Calculation after pressing F9 in Sheet2 takes ca. 2 s. (Excel 2007, Windows 7, 4 core processor).
I would have gone for something like this which gives you the first match if there is one:-
=INDEX(First!A:A,MATCH(1,(First!B:B<=A2)*(First!C:C>=A2),0))
assuming keys and start and end values are in a sheet called First and lookup values start in A2.

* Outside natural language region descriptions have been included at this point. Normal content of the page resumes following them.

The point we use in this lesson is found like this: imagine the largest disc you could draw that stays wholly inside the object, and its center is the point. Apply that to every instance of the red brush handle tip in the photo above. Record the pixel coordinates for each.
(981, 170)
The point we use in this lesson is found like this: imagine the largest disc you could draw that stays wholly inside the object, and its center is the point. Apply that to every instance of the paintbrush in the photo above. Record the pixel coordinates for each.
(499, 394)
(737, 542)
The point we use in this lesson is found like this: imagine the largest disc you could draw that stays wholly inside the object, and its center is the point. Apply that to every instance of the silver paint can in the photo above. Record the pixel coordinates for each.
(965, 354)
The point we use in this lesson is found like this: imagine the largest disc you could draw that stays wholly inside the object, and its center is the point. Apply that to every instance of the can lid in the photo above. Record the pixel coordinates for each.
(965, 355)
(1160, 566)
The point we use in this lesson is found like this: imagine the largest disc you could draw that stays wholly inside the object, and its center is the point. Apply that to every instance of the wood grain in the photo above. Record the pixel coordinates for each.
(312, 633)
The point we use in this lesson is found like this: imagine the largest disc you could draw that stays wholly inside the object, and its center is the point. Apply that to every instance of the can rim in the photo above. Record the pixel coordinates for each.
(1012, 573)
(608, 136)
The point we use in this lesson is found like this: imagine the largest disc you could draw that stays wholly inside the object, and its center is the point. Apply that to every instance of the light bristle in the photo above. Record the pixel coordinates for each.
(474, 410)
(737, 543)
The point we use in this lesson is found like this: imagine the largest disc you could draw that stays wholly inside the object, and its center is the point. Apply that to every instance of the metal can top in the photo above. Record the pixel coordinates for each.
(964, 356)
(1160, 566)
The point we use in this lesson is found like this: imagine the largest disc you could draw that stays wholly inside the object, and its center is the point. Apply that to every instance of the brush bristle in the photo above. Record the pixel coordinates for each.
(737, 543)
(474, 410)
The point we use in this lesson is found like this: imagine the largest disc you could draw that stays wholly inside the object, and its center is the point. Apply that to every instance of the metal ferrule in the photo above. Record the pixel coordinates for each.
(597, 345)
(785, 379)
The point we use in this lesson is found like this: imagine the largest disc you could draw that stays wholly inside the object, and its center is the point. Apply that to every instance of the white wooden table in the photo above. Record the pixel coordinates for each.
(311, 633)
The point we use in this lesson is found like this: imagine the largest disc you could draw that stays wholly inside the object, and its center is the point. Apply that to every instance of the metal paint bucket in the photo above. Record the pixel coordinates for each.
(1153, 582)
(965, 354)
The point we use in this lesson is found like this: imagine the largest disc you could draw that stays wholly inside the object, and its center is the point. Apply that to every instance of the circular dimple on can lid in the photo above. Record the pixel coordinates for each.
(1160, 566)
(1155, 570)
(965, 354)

Array formula which must be entered with CtrlShiftEnter
In response to the question from #pnuts about how long it will take, I have set up a similar benchmark with 300,000 rows in each sheet and it has reached 1% after 90 minutes, so it should take about 150 hours to reach 100% or roughly one week. This is to be expected as the number of computations required is (rows in sheet 1) X (rows in sheet 2)
300,000 X 300,000
but in fact because the multiplication applies to complete columns, I believe it is more correctly
300,000 X 1,048,576
i.e. > 300 billion.
A practical version which gives good response for smaller ranges is as follows:-
I define three named ranges Range1, Range2 and Range3
=First!$A$1:INDEX(First!$A:$A,MATCH("ZZZ",First!$A:$A))
=First!$B$1:INDEX(First!$B:$B,MATCH(9.9E+307,First!$B:$B))
=First!$C$1:INDEX(First!$C:$C,MATCH(9.9E+307,First!$C:$C))
and the modified formula is
=INDEX(Range1,MATCH(1,(Range2<=A2)*(Range3>=A2),0))
I was thinking of deleting this answer, but would rather it stood as a counter-example.